Verbraucher müssen bei Pflegeheim-Preisen und -Qualität Einfluss nehmen
- Die Pflegebedürftigen sind in Entgeltverhandlungen unzureichend eingebunden.
- Die Betreiber haben weitgehend freie Hand, ihre Preise durchzusetzen, die Kassen führen Preisverhandlungen nur zu Lasten Dritter
- Verträge sind so gut wie nicht einsehbar.

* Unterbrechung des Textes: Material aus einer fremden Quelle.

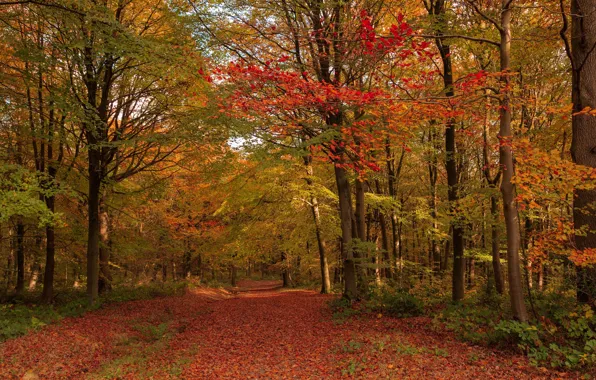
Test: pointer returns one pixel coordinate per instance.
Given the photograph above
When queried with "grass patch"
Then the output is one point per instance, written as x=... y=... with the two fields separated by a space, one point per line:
x=23 y=314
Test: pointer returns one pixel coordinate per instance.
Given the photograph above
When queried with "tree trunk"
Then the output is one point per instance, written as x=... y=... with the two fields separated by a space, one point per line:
x=459 y=264
x=506 y=160
x=285 y=271
x=345 y=209
x=322 y=245
x=495 y=246
x=47 y=294
x=583 y=143
x=360 y=234
x=93 y=225
x=233 y=275
x=20 y=251
x=105 y=246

In der Regel werden jährlich die Entgelte für die Pflegeleistungen, Unterkunft und Verpflegung allein zwischen den Kassen und den Heimbetreibern neu verhandelt. Dabei wird auch festgelegt, wieviel Personal das Heim vorhalten muss. Daraus leitet sich die Höhe der Pflegesätze ab. Diese sind für die in dem Heim versorgten Pflegebedürftigen und deren Kostenträger „unmittelbar verbindlich“ (§ 85 SGB XI). Das heißt, diejenigen, die die vereinbarten Leistungen erhalten und dafür dann auch zahlen müssen, sind in die Verhandlungen nicht eingebunden. Zwar wird vor den Verhandlungen der jeweilige Bewohnerbeirat um eine Stellungnahme gebeten, aber in der Realität fehlt den Beiratsmitgliedern das notwendige Fachwissen. In der Folge hat der Bewohnerbeirat hier meist nur eine Alibi-Funktion oder aber seine Einwände werden ignoriert.
Laut Gesetz sollen zwar die Kassen im Rahmen der Verhandlungen die Interessen der Pflegebedürftigen als sogenannte „Sachwalter“ wahrnehmen. Die Realität sieht aber anders aus. Die Kassen zahlen nur einen gesetzlich festgelegten, unveränderbaren Zuschuss zu den Pflegekosten. Darüber hinausgehende Kosten wie etwa die für Unterkunft, Verpflegung, Investitionen und auch für Gehaltserhöhungen des Personals müssen die Pflegebedürftigen allein tragen. Die Kassen haben dadurch schon systembedingt keinen Anreiz, sich den Preisforderungen der Heime entgegenzustellen. Von Seiten der Kassen erfolgt lediglich eine Angemessenheits- und Plausibilitätsprüfung. Das heißt, die Betreiber haben weitgehend freie Hand, die von ihnen gewünschten Preise durchzusetzen, wenn sie diese entsprechend begründen. Anders gesagt: Die Kassen führen Preisverhandlungen „zu Lasten Dritter“. Hier stellt sich die Frage, ob dies nicht grundsätzlich gesetzeswidrig ist.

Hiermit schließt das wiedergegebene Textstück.